Divertimento in famiglia...Cucina con sua figlia Nelly al Camp Bestival nel 2021.
Divertimento in famiglia…Cucina con sua figlia Nelly al Camp Bestival nel 2021. Fotografia: Dan Reed/Rex/Shutterstock

Ci sono ancora chiari segni del tempo che passa, non ultimo il fatto che i suoi figli abbiano iniziato a fare il DJ. Sua figlia di 10 anni Nelly si è esibita dal vivo al Camp Bestival durante il blocco: c’è stato un momento dolce in cui Cook ha cercato di regolare qualcosa sul frullatore ed è stato respinto. Nel frattempo, suo figlio Woody “lavora a tempo pieno – ha fatto cinque concerti nell’ultima settimana. È entrato nei DJ perché il suo coinquilino era un DJ. Due mesi dopo aver lasciato la casa: ‘Ora diventerò un DJ'”. In tutti quegli anni in cui è stato ho potuto trasmettergli la mia saggezza e lui non voleva saperlo! L’estate scorsa ha suonato a Ibiza a Mambo, ed io ero con lui nella cabina del DJ. Quando il sole tramonta, è stato interpretato dal river di Groove Armada e io scoppiai in lacrime! Ricordo quando era seduto in un angolo La cabina del DJ, e non poteva nemmeno vedere dall’alto – era l’unico posto sicuro dove metterlo, perché c’era tale un pasticcio ovunque. [Ball, his ex-wife] Mai, mai pagare su nessuno dei due. Ma è cresciuto per amarlo e sceglierlo in modo completamente indipendente. ”
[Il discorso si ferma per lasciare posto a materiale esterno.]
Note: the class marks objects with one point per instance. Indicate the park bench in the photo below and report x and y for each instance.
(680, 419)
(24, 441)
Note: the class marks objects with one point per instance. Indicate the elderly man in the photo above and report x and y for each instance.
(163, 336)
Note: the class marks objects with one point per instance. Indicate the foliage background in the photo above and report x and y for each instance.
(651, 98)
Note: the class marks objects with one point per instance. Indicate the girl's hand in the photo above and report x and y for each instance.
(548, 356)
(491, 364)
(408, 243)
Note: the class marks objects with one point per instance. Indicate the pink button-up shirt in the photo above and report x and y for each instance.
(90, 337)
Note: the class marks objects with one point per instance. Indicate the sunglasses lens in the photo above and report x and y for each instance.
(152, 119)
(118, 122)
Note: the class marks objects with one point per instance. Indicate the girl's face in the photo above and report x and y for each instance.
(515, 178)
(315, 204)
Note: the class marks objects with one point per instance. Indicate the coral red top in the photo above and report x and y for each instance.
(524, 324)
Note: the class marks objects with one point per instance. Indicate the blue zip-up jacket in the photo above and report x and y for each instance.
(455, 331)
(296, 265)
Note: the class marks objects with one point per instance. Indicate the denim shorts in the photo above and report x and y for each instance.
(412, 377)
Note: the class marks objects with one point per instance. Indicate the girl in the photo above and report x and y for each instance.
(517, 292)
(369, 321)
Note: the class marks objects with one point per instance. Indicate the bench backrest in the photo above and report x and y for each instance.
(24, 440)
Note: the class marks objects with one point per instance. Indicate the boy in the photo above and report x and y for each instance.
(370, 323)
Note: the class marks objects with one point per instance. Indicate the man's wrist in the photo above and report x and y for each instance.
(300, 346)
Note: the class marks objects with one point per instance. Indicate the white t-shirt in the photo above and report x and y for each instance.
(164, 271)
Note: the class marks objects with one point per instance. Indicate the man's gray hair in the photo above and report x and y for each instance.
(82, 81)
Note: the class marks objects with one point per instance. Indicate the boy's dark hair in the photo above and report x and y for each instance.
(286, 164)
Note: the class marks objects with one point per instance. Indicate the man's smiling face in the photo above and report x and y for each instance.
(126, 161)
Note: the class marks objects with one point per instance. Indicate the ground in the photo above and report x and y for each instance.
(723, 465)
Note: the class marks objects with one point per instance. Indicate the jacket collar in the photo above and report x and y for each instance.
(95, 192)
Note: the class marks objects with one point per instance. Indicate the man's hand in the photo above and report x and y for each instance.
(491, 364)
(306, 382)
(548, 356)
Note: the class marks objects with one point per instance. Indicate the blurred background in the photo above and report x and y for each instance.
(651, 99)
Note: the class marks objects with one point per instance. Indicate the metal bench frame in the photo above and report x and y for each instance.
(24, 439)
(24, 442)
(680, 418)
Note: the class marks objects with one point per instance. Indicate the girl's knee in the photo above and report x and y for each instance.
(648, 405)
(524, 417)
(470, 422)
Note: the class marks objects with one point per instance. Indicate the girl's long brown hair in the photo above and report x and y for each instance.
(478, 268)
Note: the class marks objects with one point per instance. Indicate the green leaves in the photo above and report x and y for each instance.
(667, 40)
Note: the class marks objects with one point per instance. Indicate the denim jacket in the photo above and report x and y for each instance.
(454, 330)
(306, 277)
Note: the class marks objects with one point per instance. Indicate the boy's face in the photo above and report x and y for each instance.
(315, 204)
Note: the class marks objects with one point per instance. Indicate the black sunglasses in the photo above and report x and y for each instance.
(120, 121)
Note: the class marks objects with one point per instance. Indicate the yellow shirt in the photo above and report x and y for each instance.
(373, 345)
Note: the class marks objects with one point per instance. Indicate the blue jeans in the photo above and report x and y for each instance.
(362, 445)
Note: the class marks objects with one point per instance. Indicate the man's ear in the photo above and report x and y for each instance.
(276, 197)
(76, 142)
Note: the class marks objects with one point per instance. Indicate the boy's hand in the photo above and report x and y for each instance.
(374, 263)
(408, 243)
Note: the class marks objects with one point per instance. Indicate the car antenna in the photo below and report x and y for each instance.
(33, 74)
Pertanto, sembra che almeno alcuni dei partecipanti al workshop di oggi. Ho parlato brevemente con Jess, la batterista di 34 anni, che frequentava la scuola di musica finché la sua “salute mentale non mi ha colpito duramente”. Dice che è arrivato su suggerimento del suo operatore di supporto: “Puoi scomparire nel nulla con la creatività, ma devi solo restare in qualche modo e tirarti fuori di nuovo”. Ho trovato l’abbinamento molto facile e “mi è piaciuto molto”: “Ti fa venire voglia di seguirlo di più e pensare: ‘Sono abbastanza bravo, esisto già in questo mondo, non l’ho appena superato. “

Al ristorante, il suono del tamburo risuonava ancora. Un altro partecipante sembra aver completamente superato il metodo di missaggio, comprese le maniglie del filtro. Sforna e guarda. “Okay, non c’è nient’altro che posso insegnarti in questo momento”, sorrise e le diede una voce forte.